- Born: 7 February 1915 Suffolk, England
- Died: 7 March 1945 (aged 30) Arakan, British Burma
- Cause of death: Killed in action (shrapnel)
- Spouse: Yvonne Cornu ​(m. 1937)​
- Children: Simon Tennyson; Penelope Tennyson;
- Writing career
- Notable works: Suffolk Scene; Rough Shooting;

= Julian Tennyson =

English writer and historian

Charles Julian Tennyson (7 February 1915 – 7 March 1945) was an English writer and historian most famous for his writings on his home county of Suffolk.

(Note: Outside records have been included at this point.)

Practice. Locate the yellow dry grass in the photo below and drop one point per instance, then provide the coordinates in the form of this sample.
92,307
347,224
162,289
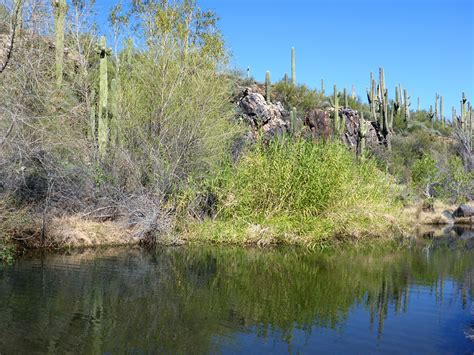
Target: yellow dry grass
76,232
416,215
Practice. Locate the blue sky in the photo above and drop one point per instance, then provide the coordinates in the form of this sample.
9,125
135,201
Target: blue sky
425,45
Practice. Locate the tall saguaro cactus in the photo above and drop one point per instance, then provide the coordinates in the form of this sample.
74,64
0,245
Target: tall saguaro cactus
103,124
371,97
406,99
453,117
362,135
60,9
268,87
293,66
337,122
441,119
293,121
462,122
19,17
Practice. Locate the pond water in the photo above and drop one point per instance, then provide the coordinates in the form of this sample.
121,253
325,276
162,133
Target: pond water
233,300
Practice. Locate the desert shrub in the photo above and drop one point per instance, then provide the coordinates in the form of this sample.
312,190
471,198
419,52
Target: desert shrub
300,96
424,171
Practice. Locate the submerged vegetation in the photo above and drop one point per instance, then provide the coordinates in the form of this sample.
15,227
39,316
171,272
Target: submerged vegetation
147,136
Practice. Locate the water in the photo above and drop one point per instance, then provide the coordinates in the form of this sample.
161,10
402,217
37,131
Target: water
230,300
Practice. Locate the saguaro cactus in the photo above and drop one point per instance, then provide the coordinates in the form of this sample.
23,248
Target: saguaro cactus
362,134
337,122
371,97
103,124
93,122
114,92
60,9
441,119
462,122
397,102
293,66
293,120
268,87
19,17
406,99
454,117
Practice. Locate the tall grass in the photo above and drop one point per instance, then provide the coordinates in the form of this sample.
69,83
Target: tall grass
301,193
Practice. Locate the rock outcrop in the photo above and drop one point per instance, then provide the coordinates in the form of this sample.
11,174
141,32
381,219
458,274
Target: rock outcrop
319,123
270,118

He was the second son of Sir Charles Tennyson and his wife Lady Ivy Gladys (née Pretious), and the great-grandson of Alfred Tennyson, the Victorian poet laureate. Tennyson is most famous for his 1939 book Suffolk Scene, which documents the author's travels and experiences in Suffolk during the 1930s.

Tennyson enlisted in the British Army with the Irish Rifles at the outbreak of the Second World War. He was killed in action by flying shrapnel during the Battle of Arakan on 7 March 1945, while serving as a captain with the 6th Bn. Oxfordshire and Buckinghamshire Light Infantry. He is buried in Taukkyan War Cemetery in Burma. He is also commemorated by a headstone in St. Botolph's churchyard in Iken, Suffolk.

He was married to Yvonne Cornu, daughter of Colonel R. B. le Cornu, on 29 September 1937. They had twins Simon and Penelope, both born on 4 December 1939. His brother, the film director Pen Tennyson, also died during the Second World War, pre-deceasing him on 7 July 1941.